I'd rather not abuse references any more by making every (non-qualified) parameter a reference.

The main reason references were added to C++ was to support operator overloading; if you want "pass-by-reference" semantics, C had a perfectly reasonable way of doing it: pointers.

Using pointers makes clear your intention of changing the value of the pointed object, and it is possible to see this by just looking at the function call, you don't have to look at the function declaration to see if it's using a reference.

Also, see

I do want to change the argument, should I use a pointer or should I use a reference? I don't know a strong logical reason. If passing ``not an object'' (e.g. a null pointer) is acceptable, using a pointer makes sense. My personal style is to use a pointer when I want to modify an object because in some contexts that makes it easier to spot that a modification is possible.

from the same FAQ.

Yeah, I'm of the opinion that that's a pretty confusing overload.

This is what microsoft has to say about the situation:

Do not confuse reference declarations with use of the address-of operator. When & identifier is preceded by a type, such as int or char, then identifier is declared as a reference to the type. When & identifier is not preceded by a type, the usage is that of the address-of operator.

I'm not really great on C or C++, but I get bigger headaches sorting out the various uses of * and & on both languages than I do coding in assembler.

The best advice is to make a habit of thinking about what you really want to happen. Passing by reference is nice when you don't have a copy constructor (or don't want to use it) and it's cheaper for large objects. However, then mutations to the parameter are felt outside the class. You could instead pass by const reference -- then there are no mutations but you cannot make local modifications. Pass const by-value for cheap objects that should be read-only in the function and pass non-const by-value when you want a copy that you can make local modifications to.

Each permutation (by-value/by-reference and const/non-const) has important differences that are definitely not equivalent.

When you pass by value, you are copying data to the stack.
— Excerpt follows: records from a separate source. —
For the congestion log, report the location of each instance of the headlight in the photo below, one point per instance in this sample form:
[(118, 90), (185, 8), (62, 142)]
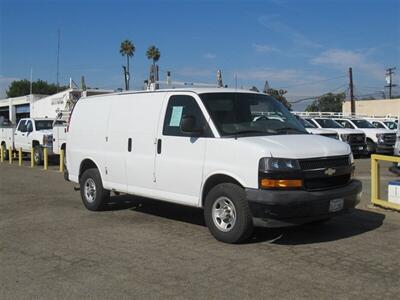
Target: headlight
[(278, 164), (380, 138)]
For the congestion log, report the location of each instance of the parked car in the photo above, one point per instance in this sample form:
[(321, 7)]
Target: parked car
[(378, 140), (311, 128), (204, 148), (355, 138), (34, 133)]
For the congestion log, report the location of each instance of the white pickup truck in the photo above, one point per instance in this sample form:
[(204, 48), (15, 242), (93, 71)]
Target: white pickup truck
[(378, 139), (36, 134)]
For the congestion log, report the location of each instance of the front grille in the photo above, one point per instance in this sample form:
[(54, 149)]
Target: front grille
[(323, 163), (325, 183), (356, 138), (389, 139)]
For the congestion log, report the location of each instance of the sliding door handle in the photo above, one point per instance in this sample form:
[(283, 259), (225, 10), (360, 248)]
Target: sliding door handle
[(129, 144), (159, 146)]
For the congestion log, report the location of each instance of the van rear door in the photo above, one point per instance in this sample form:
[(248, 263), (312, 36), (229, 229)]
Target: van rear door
[(180, 157)]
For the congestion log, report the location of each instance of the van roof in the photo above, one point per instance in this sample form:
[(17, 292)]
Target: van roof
[(196, 90)]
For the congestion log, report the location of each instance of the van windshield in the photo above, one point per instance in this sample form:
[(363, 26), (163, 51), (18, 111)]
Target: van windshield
[(248, 114), (44, 124), (391, 125), (328, 123), (363, 124)]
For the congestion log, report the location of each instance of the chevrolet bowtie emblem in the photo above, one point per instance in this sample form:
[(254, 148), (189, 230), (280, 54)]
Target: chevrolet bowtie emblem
[(330, 171)]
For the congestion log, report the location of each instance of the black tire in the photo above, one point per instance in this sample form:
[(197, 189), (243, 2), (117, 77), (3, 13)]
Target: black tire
[(230, 195), (38, 155), (5, 151), (93, 200)]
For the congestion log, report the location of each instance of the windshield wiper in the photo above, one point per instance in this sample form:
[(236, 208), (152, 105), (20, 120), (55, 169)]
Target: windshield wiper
[(289, 128)]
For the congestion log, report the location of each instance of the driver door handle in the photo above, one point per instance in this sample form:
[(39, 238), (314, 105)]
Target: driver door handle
[(159, 146)]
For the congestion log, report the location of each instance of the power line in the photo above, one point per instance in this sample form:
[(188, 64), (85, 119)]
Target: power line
[(389, 78), (311, 82), (317, 97)]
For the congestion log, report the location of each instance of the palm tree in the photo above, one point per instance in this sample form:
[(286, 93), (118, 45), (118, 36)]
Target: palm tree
[(127, 48), (153, 53)]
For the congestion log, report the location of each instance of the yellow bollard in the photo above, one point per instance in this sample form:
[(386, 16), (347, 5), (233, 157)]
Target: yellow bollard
[(62, 160), (32, 159), (20, 156), (45, 159), (10, 155)]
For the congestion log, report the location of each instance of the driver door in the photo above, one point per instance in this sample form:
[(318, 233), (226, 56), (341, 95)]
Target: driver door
[(180, 157)]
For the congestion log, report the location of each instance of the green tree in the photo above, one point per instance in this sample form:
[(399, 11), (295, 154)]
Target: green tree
[(153, 53), (328, 102), (127, 48), (19, 88), (280, 96)]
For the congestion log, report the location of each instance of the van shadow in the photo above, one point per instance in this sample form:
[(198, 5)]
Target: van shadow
[(354, 223), (157, 208)]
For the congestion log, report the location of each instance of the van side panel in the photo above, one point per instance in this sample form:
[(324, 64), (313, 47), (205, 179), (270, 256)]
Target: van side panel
[(144, 114), (87, 134)]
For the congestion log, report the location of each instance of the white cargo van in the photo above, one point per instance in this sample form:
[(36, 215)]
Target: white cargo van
[(208, 148)]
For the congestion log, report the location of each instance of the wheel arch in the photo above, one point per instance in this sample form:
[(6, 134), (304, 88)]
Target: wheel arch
[(86, 164), (35, 143), (215, 179)]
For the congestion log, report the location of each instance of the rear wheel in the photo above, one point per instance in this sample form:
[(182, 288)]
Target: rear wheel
[(94, 196), (227, 214)]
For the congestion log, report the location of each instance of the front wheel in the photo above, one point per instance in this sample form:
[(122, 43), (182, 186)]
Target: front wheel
[(94, 196), (5, 152), (227, 213)]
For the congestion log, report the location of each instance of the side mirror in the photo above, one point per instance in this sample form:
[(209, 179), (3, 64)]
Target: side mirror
[(188, 125)]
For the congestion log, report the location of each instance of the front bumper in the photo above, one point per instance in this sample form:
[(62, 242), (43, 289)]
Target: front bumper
[(276, 208), (358, 148), (382, 148)]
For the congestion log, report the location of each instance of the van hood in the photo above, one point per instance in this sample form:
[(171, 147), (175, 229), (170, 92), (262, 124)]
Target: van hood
[(376, 130), (320, 131), (297, 146), (348, 131), (46, 131)]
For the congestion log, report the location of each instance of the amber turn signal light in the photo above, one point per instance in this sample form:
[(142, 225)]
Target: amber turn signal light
[(281, 183)]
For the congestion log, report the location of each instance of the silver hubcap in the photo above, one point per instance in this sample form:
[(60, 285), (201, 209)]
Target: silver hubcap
[(224, 214), (37, 156), (90, 190)]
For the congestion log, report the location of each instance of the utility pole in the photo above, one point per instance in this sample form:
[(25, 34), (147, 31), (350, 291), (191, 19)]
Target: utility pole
[(389, 80), (126, 78), (58, 60), (351, 89)]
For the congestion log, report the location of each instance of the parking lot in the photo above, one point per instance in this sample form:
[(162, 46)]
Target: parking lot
[(52, 247)]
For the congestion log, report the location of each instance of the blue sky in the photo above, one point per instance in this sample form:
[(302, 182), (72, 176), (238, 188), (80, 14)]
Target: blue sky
[(303, 46)]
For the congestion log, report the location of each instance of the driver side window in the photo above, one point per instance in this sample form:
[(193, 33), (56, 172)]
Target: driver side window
[(22, 126), (29, 127), (178, 107)]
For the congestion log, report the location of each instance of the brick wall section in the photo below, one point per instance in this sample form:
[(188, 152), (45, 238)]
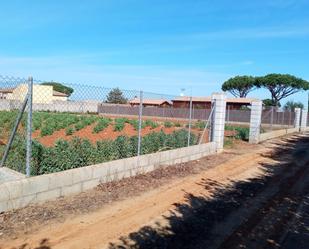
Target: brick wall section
[(19, 193)]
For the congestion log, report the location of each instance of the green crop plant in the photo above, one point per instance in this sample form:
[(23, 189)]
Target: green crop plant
[(119, 123), (151, 123), (101, 125), (200, 125), (69, 131), (168, 124)]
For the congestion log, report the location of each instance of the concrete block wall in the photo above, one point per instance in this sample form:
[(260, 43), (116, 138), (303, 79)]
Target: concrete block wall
[(277, 133), (20, 193)]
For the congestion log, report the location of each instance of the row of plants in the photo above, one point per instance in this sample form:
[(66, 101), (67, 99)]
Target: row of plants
[(81, 152), (242, 133)]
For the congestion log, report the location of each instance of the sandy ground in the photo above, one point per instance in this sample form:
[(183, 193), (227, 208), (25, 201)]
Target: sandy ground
[(248, 201)]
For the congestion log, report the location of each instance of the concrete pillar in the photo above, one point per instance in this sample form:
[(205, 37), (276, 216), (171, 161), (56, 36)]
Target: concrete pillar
[(303, 122), (218, 119), (255, 121), (297, 117)]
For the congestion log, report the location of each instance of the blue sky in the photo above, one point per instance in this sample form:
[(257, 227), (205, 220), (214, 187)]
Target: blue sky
[(158, 46)]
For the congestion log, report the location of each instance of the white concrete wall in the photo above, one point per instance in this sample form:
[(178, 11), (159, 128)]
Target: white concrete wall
[(297, 117), (303, 122), (57, 106), (20, 193), (277, 133)]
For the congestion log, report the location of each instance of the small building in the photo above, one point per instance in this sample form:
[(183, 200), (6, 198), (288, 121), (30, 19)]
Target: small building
[(205, 102), (42, 94), (4, 92), (150, 102)]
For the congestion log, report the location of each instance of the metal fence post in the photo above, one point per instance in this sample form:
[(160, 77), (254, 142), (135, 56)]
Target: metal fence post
[(14, 130), (272, 118), (29, 127), (228, 115), (190, 121), (140, 120)]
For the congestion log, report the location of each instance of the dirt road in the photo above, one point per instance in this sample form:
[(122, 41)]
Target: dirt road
[(250, 201)]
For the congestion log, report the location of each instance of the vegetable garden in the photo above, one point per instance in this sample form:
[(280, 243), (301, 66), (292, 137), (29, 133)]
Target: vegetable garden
[(64, 140)]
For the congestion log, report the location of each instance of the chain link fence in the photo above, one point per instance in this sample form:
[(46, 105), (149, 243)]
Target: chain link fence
[(13, 123), (78, 125), (274, 119)]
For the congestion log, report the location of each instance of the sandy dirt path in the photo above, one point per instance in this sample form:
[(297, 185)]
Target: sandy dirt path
[(103, 228)]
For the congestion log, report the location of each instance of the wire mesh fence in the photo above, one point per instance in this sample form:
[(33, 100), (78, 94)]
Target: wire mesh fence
[(273, 119), (79, 125)]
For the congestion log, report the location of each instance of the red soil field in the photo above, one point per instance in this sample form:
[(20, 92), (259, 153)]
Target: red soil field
[(107, 133)]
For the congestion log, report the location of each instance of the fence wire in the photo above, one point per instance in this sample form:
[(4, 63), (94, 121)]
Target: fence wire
[(78, 125)]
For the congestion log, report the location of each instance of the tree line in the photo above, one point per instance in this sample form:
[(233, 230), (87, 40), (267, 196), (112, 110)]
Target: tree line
[(280, 86)]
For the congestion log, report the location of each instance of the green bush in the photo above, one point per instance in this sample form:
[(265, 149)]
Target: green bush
[(151, 123), (101, 125), (168, 124), (242, 133), (81, 152), (47, 130), (69, 131), (119, 123), (200, 125), (177, 124)]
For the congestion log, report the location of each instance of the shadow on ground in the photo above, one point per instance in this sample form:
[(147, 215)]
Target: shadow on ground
[(44, 244), (193, 224)]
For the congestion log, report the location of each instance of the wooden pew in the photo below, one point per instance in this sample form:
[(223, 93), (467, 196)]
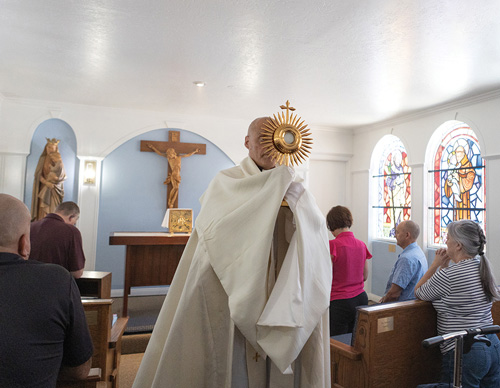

In the event that you have an operator= defined for the struct or class that you are passing it, it gets executed. There is no compiler directive I am aware of that would wash away the rigmarole of implicit language confusion that the proposed change would inherently cause.

A common best practice is to pass values by const reference, not just by reference. This ensures that the value cannot be changed in the calling function. This is one element of a const-correct codebase.

A fully const-correct codebase goes even further, adding const to the end of prototypes. Consider:

void Foo::PrintStats( void ) const {
   /* Cannot modify Foo member variables */
}

void Foo::ChangeStats( void ) {
   /* Can modify foo member variables */
}

If you were to pass a Foo object in to a function, prefixed with const, you are able to call PrintStats(). The compiler would error out on a call to ChangeStats().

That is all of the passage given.